Optimizing Blocks for Range Requests
Once a block is uploaded, only the metadata is stored in memory. All other data is retrieved via range requests. The current implementation does no caching of downloaded blocks; caching would be a sensible addition.
scenarios:
- direct get by sequence
- well suited to range requests
- consumer seek (i.e.
LoadNextMsg)- block metadata can be selectively downloaded
- last per subject
- crazy expensive in space and time, no idea how to do this efficiently
layout
- fixed size header
- block-level accounting (msgs, size, first seq/ts, last seq/ts)
- offsets
- message index (offset, len)
- per-subject index (offset, len)
- messages (offset, len)
- message index
- list of all messages
- seq
- offset
- len
- list of all messages
- per-subject index
- some sort of representation of the stree contained within the given block
- messages
- list of all messages
- subj
- header
- data
- list of all messages
Consumers
Currently, consumers are kicked after a message is processed. Because the storage of the message is asynchronous, the message may not be available when the consumer updates its state with the new sequence. This should be re-architected to kick consumers upon upload completion, not when the message is processed.

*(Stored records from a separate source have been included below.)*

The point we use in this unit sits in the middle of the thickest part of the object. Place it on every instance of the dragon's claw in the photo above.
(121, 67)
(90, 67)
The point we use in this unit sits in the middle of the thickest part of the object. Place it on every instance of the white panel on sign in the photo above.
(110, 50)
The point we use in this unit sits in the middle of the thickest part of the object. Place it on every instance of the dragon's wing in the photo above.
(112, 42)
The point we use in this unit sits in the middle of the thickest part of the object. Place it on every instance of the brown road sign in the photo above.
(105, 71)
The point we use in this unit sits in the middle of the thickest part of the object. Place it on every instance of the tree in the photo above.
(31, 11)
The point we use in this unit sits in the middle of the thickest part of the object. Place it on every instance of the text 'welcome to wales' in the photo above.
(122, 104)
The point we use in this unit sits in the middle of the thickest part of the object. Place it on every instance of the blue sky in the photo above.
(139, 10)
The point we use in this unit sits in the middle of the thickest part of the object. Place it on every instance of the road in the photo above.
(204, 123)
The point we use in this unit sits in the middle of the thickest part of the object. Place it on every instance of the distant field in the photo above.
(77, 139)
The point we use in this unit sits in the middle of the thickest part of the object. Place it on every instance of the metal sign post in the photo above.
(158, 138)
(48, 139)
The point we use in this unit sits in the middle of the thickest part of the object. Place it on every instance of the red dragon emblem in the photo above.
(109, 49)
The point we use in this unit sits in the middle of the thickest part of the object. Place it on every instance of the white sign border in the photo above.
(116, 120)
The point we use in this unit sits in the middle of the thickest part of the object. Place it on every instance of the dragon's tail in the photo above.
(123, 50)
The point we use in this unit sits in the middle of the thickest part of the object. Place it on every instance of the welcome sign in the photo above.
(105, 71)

The above situation creates a problem for push consumers. Consumers won’t get kicked until the next message after the last block upload. Currently, push consumers are prohibited on object store streams.
Pull consumers will receive new messages next time they poll.
The current implementation does not support multi-subject consumers. There is no technical reason for this; they could be implemented in the same way that they are for the filestore.
Breaking Optimizations
When a client reads a message out of the stream, there are two phases:
- Phase 1: figure out which message is relevant by evaluating subject, sequence, delivery policy, etc
- Phase 2: serve the message contents from the storage to the client
The consumer protocol could be reimagined such that the server only sends a message reference to the client. The client can download the message itself via a range request and presigned URL. This has the following benefits:
- Bandwidth between the client and the server is conserved. Only the message reference information needs to be transmitted.
- Latency is potentially reduced from the client’s perspective. Since the server is essentially just proxying the data from object storage to the client, allowing the client to download the data directly reduces network hops, and therefore latency.